Closed aet closed 9 months ago
@karasusan this might indirectly help with the android thing
@aet I haven't tried VK_MEMORY_PROPERTY_HOST_CACHED_BIT bit. Does it improve the performance? I'm profiling it.
@aet I am currently investigating the performance of the package before checking this PR.
We have found that there is a performance issue with Linux Standalone in revision 84718a6. Compared to the latest release of 3.0.0-pre.6, performance is degraded under certain conditions. I will investigate which change is causing this.
This problem does not occur when vSync Count is set to Don't Sync, but occurs when Every V Blank is specified. This problem does not occur in Unity Editor, but only in Linux Standalone. The same problem has been confirmed for Android.
Please let us know if you are experiencing the same problem in your environment.
@karasusan it's been a while since I've used Vulkan with software encoder path, but back then I was testing against software vp8/vp9 and h264 encoders and was wondering why I couldn't reach 60fps 1080p easily even with h264 on a Linux machine with plenty of cores.
It turned out reading the texture with the Vulkan implementation was really slow at VulkanGraphicsDevice::ConvertRGBToI420 and adding VK_MEMORY_PROPERTY_HOST_CACHED_BIT when it's available helped. But it's hard to make apples to apples comparison with the main branch, I've been using a custom frame scheduling and queuing for so long now.. they were tuned for performance at the time with sacrificing latency or memory use a bit. Little by little trying to get changes contributed forward that make sense.
@aet OK, if I can be of any help to test, please let me know.
@karasusan hands-on quick test in android could be useful :) There's a lot of generic things outside of Vulkan that could be altered to avoid dropping frames, but it doesn't hurt to have shorter CPU read times. I'm trying to refresh my old debug notes from 2+ years ago, but it does seem like the CPU read for me took 22ms at 1080p and 10ms for smaller resolutions.. after fix, less than 1ms each. So it was hard to reach 60fps at all.
This was around M85 and there was that custom RGB to YUV conversion code that was slowing down the process a bit, but got converted to use libyuv directly later on. But I think I was measuring the texture read and rgb conversion separately.
@aet Right, first I will measure the effect of the VK_MEMORY_PROPERTY_HOST_CACHED_BIT flag in my environment.
@karasusan I got over my laziness to measure my own code after a long break 😄
On LinuxStandalone, for testing sake I'll disable h264 nvenc entirely and fallback to h264 software encoder that I've enabled for my libwebrtc build.
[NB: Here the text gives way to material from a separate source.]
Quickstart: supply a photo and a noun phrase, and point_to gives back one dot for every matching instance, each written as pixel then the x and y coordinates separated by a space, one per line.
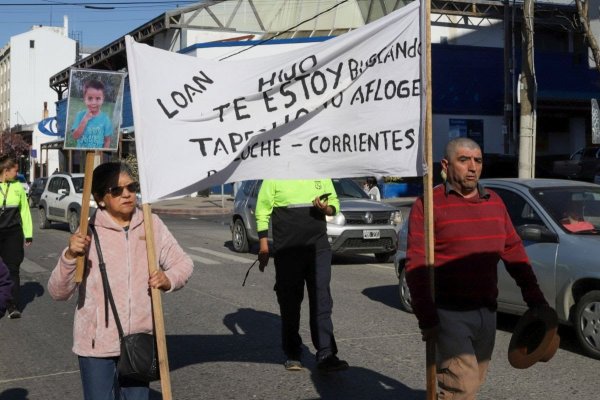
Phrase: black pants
pixel 293 267
pixel 12 253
With m_hasHostCachedMemory = false, the average time it takes to read 1080p texture with vkMapMemory/vkUnmapMemory/webrtc::I420Buffer::Create and libyuv::ARGBToI420 calls is around 40ms.
With m_hasHostCachedMemory = true, it's 0.75ms on the average for me.
Tested with Intel i7-9750H / Geforce RTX 2060.
@aet I checked this fix on Android device, and it can determine this makes dramatically performance improvement. In special, the result of software encoding like VP8 is noticeable. I would like to incorporate it to the next release.
At the same time, however, I found the video image disturbance when setting vSync enable on Android. This issue might be occurred since #966. I am keeping the investigation to fix the issue.
@karasusan I wasn't sure what was the main motivation getting CommandRecordingState into use in PR 966 after PR 888 closed? Not that I don't want it to happen, just wasn't sure if there was more reasons. :)
I am able to reproduce the same WaitSync regression from the original PR 888 when vsync is enabled. There's not much hooks to work with from the plugin towards Unity rendering state, so synchronizing against frame counts is always kind of hacky compared to custom CommandBuffer and VkFence. On Linux, running 60fps app with vsync gives me about 20fps stream and WaitSync was either done at 18ms or timing out at 30ms.
Since Unity Vulkan graphics device updates the safe frame counter once a frame, after presenting, we'll need to add some C# side PlayerLoop extras that get called after Unity's built-in PostLateUpdate.PresentAfterDraw. Something that triggers UpdateState on plugin side basically.
I have a small prototype of this, that fixes the framerate back to 60fps with vsync and LinuxStandalone. It's an add-on to PR 966 that doesn't conflict with this PR. I'll try to get it out for testing tomorrow, it's likely also improving the reason why WaitSync was timing out and causing crash on Android in PR 966 that had to be worked around.
I'm not sure what you mean by image disturbance, but if it's not related to this PR, I'm ok moving forward to merge. I'll add the vsync changesets to another PR, unless you prefer adding them here
@karasusan please do me a favor and instead of reverting all of #966, let's just restore the part that really matters, texture specific cmdbuf/fence synchronization. I added a new changeset into this PR to allow using either cmdbuf/fence or CRS for synchonization, so it's easier to debug and compare this going forward once there's more time to look into the vsync issue.
Thanks for the quick updates!
I'll give it a test when I get a chance, but I think this looks good.
@aet I tested it on Android and Linux. It looks good to me. Thanks you for contribution.
With the use of IUnityGraphicsVulkan::CommandRecordingState out of the way, here's another part I've been using in my branch for few years now. The plugin architecture has changed few times over the years, so I never had time to try pitching it in. 😄
VulkanTexture2D::GetNativeTexturePtrV returns the real native texture handle like other targets
DoImageLayoutTransition tweaks to avoid touching layout and to remove most if not all Vulkan API validation issues
Query if VK_MEMORY_PROPERTY_HOST_CACHED_BIT available, improves CPU encoder performance. It was tested against 1080p60 at the time, but most of my testing goes against nvenc
Prep work for supporting staging textures (cpu writes instead of cpu reads preference), though it's missing VkBuffer related additions. This will be used for improving video rendering performance
Add GetTexturePtr helper. I need a way to figure out from a native texture handle if it's maintained by Unity or the plugin. For now it's Vulkan only, but I'm using it with other targets when adding native texture uploads/staging texture support.